Is it the end of direct email marketing?

No, but it is hopefully the end of businesses selling, sharing, combining and pinching contact details. Think of it in simple terms and be honest in what you will be doing, if you only intend to send an email every few months updating your clients on what you have been up to then say so. If you intend to send three a week and want to also send third party ones then say so and ask for consent to do each one (and be prepared for most people to tell you to shove it as that’s far too many emails).

You must be prepared for people emailing you to ask what info you hold on them and that it be deleted. For the bulk of websites this is usually just an email address and name, and most people will just use the unsubscribe link at the bottom of your emails to do this.


We’ve missed the deadline, are we going to prison?

Again, no. It’s all about getting it done, so show you are working towards it and involve your customers. Don’t ignore it though.

Hang on isn’t this just an EU thing, with Brexit surely we don’t have to bother?

Don’t start me on Brexit… Well yes you will because ‘the regulation also applies to organisations based outside the EU if they collect or process personal data of individuals located inside the EU’. So unless you actively stop your website being viewed by any EU citizens you are subject to it – Even American companies are bound by it if they deal with the EU. You might have come across some sites asking you to agree to your data being moved to the US to carry on using their services (Tumblr is one example). The US has pretty lax data privacy rules and they are trying to avoid these new ones.

This whole thing is a headache, what do I have to do?

Initially probably just three things:

  1. If you collect data via online forms on your website ensure that there are prominent tick boxes for people to consent to their data being used by you, and a separate one if you want to send third party emails.
  2. Update your Privacy Policy, and while you are at it, your Cookie Policy as well. Don’t have them? Well this is your chance to do so. We can help with that.
  3. Check what your current mailing list is made up of, which leads onto the next question…

Do I have to ditch my mailing list?

Depends… If you have cobbled it together from other peoples, nicked your last employers and added everyone in your and your mum’s contacts to it then you are on a bit of a slippery slope. Quite frankly that’s not the way to run a mailing list and I’ll bet your ratio of opens to sent emails is pretty poor anyway.

Only ever email anyone who has consented to receive that email. There has been a cheeky practice by some large companies of emailing people who have unsubscribed with a ‘are your details correct ‘ or  ‘would you like to hear from us’ in the hope that they would rejoin the list. This practice has been expressly forbidden way before GDPR came along. So never, ever email anyone who has unsubscribed.

What should I do going forward?

The opportunity here is to have a good think about what data do you need from your website; do you really need their first and last name, address and job title? If you are sending everyone the same email newsletter then all you need is an email address.

Build your mailing lists with software such as Mailchimp or YMLP

All of the major players in email marketing software have sorted their houses out in relation to GDPR, using them is the simplest way to streamline the process going forward.
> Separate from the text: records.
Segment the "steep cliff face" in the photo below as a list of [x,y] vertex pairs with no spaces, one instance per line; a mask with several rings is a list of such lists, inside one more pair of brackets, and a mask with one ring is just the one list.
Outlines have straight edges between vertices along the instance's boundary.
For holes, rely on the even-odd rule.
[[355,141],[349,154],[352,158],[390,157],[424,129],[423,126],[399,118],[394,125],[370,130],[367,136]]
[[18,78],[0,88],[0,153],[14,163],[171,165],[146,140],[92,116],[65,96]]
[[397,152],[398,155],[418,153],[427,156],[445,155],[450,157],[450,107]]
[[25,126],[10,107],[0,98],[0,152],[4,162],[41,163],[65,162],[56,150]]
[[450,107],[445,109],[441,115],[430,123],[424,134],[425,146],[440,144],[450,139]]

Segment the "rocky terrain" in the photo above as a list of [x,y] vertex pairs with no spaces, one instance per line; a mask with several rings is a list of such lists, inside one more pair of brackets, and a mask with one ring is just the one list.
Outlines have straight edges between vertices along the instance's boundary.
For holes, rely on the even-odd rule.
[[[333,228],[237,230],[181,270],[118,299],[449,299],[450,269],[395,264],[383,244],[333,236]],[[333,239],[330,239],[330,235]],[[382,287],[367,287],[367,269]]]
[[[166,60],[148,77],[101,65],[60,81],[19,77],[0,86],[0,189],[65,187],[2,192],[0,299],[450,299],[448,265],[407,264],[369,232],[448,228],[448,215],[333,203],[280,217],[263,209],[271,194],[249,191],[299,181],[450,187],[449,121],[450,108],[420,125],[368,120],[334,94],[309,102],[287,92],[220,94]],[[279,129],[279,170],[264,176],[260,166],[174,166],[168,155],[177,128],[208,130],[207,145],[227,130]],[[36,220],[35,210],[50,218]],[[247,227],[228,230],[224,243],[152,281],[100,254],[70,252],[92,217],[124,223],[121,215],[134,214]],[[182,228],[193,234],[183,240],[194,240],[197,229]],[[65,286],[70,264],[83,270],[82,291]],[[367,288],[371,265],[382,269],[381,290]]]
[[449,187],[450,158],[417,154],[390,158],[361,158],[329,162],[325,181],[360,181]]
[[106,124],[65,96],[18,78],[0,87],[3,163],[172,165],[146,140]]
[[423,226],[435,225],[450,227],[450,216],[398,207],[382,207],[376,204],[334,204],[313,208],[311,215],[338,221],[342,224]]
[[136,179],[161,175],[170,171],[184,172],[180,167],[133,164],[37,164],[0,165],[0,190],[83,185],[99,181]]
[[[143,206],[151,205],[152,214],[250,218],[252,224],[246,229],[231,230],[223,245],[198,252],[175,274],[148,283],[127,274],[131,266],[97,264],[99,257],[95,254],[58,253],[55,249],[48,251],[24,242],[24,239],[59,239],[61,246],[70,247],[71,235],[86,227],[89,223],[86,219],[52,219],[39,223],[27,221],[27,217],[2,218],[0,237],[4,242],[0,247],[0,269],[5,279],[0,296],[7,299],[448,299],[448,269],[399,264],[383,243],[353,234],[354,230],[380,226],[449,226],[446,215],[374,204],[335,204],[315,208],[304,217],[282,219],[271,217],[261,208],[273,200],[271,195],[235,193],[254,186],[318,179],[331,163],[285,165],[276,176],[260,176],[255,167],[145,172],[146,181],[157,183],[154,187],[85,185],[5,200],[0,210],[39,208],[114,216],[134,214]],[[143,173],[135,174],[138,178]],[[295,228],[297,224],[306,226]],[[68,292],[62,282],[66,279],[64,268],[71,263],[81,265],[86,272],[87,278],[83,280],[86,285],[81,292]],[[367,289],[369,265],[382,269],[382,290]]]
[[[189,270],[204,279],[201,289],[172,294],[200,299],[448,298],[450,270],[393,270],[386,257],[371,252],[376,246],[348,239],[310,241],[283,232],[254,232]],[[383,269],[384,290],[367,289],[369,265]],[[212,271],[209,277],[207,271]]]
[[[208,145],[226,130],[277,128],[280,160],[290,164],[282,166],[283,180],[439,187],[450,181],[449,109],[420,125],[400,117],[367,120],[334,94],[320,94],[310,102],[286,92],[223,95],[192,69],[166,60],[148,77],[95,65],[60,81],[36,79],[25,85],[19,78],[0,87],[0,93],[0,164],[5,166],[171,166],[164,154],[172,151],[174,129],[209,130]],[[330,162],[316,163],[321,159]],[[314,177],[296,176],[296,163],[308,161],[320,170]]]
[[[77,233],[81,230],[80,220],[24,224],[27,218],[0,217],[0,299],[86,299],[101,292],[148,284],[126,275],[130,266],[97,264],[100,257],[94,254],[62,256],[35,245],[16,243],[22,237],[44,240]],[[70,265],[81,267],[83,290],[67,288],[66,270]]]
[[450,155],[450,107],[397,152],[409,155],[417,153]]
You can create sign up forms with the right consent and manage your lists really easily. Keeping a list of email addresses that you copy and paste into the BCC field of an email really isn’t a good way to do direct mail.

Rationalise your email marketing

Only send people info that they signed up for. If you start a new website you can’t just copy the addresses over to a new mailing list, they need to sign up of their own free will. Maybe also take a look at your engagement stats across social media and your emails,  if the email is a really low figure then maybe concentrate on the social media side of it.

Further Reading

Your first port of call should be the Information Commissioner’s Office

Actually it should be your last port of call as well, everyone has an opinion on GDPR but the ICO has the facts.